Mouse T Cell Enrichment Columns from R&D Systems

The mouse T cell enrichment kit can be used for the purification of T cells from mouse splenocyte samples from which erythrocytes have been lysed with a red blood cell lysis buffer (NH4CL2). Provided with the kit are the columns as well as the column wash buffer. The kit works via negative selection. The glass beads in the column are coated with surface anti-immunoglobulin antibodies (anti-Ig) and immunoglobulins (Ig). B cells bind to the anti-Ig and monocytes bind to the Ig via Fc receptor interactions. Cell populations running through the column are enriched for T cells and can be directly used for tissue culture or other experiments. A portion of the starting cell population should be kept to monitor the enrichment process, i.e. analysis of the starting and the eluted cell populations by flow cytometry with anti-CD3 (T cell) and anti-CD19 (B cell) antibodies..

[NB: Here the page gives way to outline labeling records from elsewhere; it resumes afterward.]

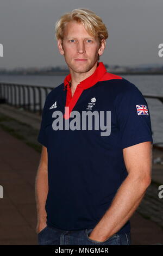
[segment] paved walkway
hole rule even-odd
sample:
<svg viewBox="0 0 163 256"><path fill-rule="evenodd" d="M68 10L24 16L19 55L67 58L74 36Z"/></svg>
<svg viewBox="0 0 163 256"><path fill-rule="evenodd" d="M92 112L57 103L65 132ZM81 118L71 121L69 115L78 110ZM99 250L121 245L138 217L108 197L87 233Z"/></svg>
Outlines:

Each column can be used for up to 100 x 10⁶ cells. The cells which need to be enriched for T cells should be re-suspended in 1 mL of the column wash buffer (1x). The column is placed in a column rack or ring stand. First, the top cap of the column is removed to avoid drawing air into the bottom of the column. The top is a snap cap which might be difficult at first to take off. Next, the bottom cap is removed. Then, the fluid within the column is allowed to drip into a waste receptacle. After washing the column beads with 6 mL of 1x column wash buffer, the column is ready to be loaded with cells. A fresh, sterile 15 mL centrifuge tube is placed under the column and the 1 mL cell suspension is applied onto the column. The cells now suspended within the column are incubated at room temperature for 10 minutes. After this incubation time, the cells are eluted from the column in four 2ml aliquots of 1x column wash buffer. The collected fractions are centrifuged at 250 x g for 5 minutes. Eluted T cell enriched cells are re-suspended in the respective culture medium, counted and ready for use.

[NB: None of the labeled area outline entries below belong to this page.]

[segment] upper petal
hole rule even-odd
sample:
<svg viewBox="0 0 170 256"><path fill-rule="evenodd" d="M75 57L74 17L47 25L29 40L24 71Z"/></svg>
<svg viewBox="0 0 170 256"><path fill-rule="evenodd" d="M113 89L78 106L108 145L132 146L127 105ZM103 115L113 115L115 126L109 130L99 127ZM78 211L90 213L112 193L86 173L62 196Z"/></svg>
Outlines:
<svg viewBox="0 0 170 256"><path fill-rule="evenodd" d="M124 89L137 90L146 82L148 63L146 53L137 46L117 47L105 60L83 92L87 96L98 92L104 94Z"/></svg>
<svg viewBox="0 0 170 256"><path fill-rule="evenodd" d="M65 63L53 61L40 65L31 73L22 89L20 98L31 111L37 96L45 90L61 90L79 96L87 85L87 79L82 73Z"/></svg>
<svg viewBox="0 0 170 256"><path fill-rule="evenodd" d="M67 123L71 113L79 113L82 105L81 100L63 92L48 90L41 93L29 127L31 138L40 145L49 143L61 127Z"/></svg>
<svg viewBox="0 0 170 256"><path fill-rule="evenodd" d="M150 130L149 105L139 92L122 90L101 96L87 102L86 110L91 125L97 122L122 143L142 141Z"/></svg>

The whole procedure takes about 1h time and several columns can be easily run in parallel which will increase the time used for the T cell enrichment. The flow rate of the column might differ between columns run in parallel as this depends on how many cell clumps or cell debris are present in the actual samples. However, since the white filter at the top of the column bed will stop buffer flow, it is very easy to use several columns in parallel since they can not run dry. At least not so quick.